Powell tried to dismiss the yield curve indicator in his speech to the NAB, arguing that only the short end of the curve was an indicator of recession and that is when it is falling, not rising: “there is good research by staff in the Federal Reserve system that really says to look at the short — the first 18 months — of the yield curve. That’s really what has 100 per cent of the explanatory power of the yield curve. It makes sense. Because if it’s inverted, that means the Fed’s going to cut, which means the economy is weak.”
Whatever the predictive value of the bond yield curve, the point is that the US economy, the best performer among the G7, is set to slow as the year progresses. There is little room for any further growth through employing more workers, while productivity and business investment is slowing. Year-on-year nonfarm business sector labour productivity advanced only 1% at the end of 2021, down compared with 2.4% in 2020. And business investment was only just 2.4% above pre-pandemic levels at end-2021. Several forecasts now suggest a significant slowdown in economic growth in the US and the UK, and probably an outright recession in the Eurozone before the year is out.
And it is not just the productive sectors of the economy that are at risk.
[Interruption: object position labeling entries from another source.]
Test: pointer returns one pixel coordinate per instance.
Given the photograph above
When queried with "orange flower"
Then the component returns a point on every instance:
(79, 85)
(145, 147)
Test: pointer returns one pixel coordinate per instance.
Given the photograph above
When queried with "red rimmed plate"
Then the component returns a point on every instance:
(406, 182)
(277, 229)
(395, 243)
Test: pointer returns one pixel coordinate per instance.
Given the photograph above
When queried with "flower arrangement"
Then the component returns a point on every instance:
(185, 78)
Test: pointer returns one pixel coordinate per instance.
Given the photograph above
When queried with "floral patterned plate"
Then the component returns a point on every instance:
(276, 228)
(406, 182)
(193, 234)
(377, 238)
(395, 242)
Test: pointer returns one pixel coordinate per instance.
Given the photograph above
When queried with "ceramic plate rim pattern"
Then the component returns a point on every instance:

It was the collapse in the housing sector in 2008 that triggered the Great Recession. And after a massive real estate spree during the COVID pandemic, if mortgage rates rise sharply, house prices could turn down, weakening consumer spending. US bond investor Bill Gross commented “I suspect you can’t get above 2.5 to 3 per cent before you crack the economy again. We’ve just gotten used to lower and lower rates and anything much higher will break the housing market.” Mortgage debt as a share of real GDP has already risen 6 percentage points to 55 per cent since the last rate-hiking cycle peaked in late 2015.
Instead of a ‘soft landing’ as Jay Powell hopes for, Goldman Sachs analyst Philipp Hilderbrand reckons: “Stagflation risk is a real concern today… We are looking at a supply shock layered on top of a supply shock. And the nature of the new supply shock-centred on energy—suggests not only that inflation will move even higher and likely prove more persistent moving forward, but also that growth will take a hit.”
There is an alternative to monetary policy. It is to boost investment and production through public investment. That would solve the supply shock. But sufficient public investment to do that would require significant control of the major sectors of the economy, particularly energy and agriculture; and coordinated action globally. That is currently a pipedream. Instead, governments are looking to cut back investment in productive sectors and boost military spending to fight the war against Russia (and China next).
Which way will it go? Will Powell, Lagarde, and Bailey be mini-Volckers or will they step back from the conflict and opt for fewer rate hikes and be forced to live with higher inflation? Either way, it suggests that inflation globally will not subside until a new slump emerges, signalling that the central bank war on inflation has been lost.